Baumbach on Baumbach: "The Return of Service"

At the close of the inaugural PENultimate Lit event on November 11, an audience member asked Jonathan and Noah Baumbach a wonderful question: “Is there a moment in the other’s work,” he asked, “that each of you particularly admires?”

Noah-- whose new movie, Margot at the Wedding, opened over the weekend; Jonathan's latest novel is out next week-- mentioned his father’s short story, “The Return of Service,” which I hadn’t read before this weekend, though it has been collected and anthologized multiple times. Here’s how it begins:
I am in a tennis match against my father. He is also the umpire and comes to my side of the court to advise me of the rules. “You have only one serve,” he says. “My advice is not to miss.” I thank him—we have always been a polite family—and wait for his return of the opposing side. Waiting for him to take his place in the sun, I grow to resent the limitation imposed on my game. (Why should he have two serves, twice as many chances, more margin for error?) I bounce the ball, waiting for him—he takes his sweet time, always has—and plan to strike my first service deep to his forehand. And what if I miss, what if ambition overreaches skill? The ordinary decencies of a second chance have been denied me.
Fans of The Squid and the Whale may recall that it, too, opens with father and son (and mother and younger son) playing tennis against each other. (Noah cited his father's story as an inspiration of sorts for this scene.) Christian Lorentzen noted the movie's opening line back when it was still in theaters: "It's Mom and me against you and Dad."

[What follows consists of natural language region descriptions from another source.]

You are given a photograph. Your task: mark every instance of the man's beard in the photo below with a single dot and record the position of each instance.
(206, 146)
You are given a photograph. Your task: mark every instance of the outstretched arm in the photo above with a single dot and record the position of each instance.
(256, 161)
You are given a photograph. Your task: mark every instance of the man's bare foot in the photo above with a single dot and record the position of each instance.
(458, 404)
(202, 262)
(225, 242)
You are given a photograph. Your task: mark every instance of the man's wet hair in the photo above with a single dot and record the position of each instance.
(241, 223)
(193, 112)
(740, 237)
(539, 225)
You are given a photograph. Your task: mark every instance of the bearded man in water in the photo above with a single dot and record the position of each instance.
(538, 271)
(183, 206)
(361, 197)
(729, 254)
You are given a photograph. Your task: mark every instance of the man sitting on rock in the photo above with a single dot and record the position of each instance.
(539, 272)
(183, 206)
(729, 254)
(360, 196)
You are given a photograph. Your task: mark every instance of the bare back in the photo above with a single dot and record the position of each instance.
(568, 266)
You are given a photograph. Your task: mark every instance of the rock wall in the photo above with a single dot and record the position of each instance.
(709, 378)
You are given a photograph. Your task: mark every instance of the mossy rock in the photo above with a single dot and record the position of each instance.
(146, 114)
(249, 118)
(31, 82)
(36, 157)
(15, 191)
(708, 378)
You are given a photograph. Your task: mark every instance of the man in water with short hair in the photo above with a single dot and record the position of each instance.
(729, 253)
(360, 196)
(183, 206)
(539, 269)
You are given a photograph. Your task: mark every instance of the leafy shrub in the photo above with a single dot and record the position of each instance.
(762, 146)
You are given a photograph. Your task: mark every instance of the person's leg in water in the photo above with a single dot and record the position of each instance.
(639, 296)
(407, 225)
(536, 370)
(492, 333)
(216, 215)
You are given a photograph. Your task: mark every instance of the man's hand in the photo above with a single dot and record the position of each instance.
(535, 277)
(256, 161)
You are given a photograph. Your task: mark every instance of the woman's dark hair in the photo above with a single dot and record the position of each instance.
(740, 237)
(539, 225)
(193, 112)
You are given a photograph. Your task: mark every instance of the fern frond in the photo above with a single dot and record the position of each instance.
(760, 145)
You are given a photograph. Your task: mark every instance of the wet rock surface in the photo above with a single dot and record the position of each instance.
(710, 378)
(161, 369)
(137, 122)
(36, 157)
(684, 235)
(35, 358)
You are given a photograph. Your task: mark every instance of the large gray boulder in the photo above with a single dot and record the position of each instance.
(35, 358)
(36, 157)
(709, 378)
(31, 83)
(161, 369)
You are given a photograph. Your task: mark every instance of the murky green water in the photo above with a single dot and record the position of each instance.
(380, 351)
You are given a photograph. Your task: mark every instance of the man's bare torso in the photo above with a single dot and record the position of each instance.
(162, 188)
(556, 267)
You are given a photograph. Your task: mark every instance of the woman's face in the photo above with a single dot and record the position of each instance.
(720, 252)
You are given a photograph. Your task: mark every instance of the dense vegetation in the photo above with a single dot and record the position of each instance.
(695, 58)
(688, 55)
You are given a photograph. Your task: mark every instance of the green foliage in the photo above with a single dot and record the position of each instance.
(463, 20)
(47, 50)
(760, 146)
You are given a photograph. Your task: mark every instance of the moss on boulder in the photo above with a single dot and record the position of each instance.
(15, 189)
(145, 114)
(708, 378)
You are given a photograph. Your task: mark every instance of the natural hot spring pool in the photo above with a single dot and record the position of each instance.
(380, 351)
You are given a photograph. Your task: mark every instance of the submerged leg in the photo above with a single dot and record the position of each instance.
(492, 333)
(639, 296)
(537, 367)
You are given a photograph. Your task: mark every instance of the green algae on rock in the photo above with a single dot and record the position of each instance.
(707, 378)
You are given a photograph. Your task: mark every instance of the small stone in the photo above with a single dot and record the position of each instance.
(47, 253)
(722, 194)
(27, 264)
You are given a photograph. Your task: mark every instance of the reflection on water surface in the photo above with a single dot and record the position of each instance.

“The Return of Service” uses the metaphor in a less straightforward fashion—the story is dreamlike rather than realistic. But it still packs an emotional punch: after the son wins the match, he hears from a friend that his father is off crying somewhere. This moment surprised Noah Baumbach—as he explained to the audience at Southpaw the other day—and moved him.

My own favorite moment in the story is at the end:
The ball is arriving. Before I can ready myself, before I can coordinate arm and racket, before I can coordinate mind and arm, the ball will be here and gone, a dream object, receding into the distance like a ghost of the imagination. The first point is lost. And so the game. And so the match. Waiting for the ball's arrival-- it is on the way, it has not yet reached me-- I concede nothing.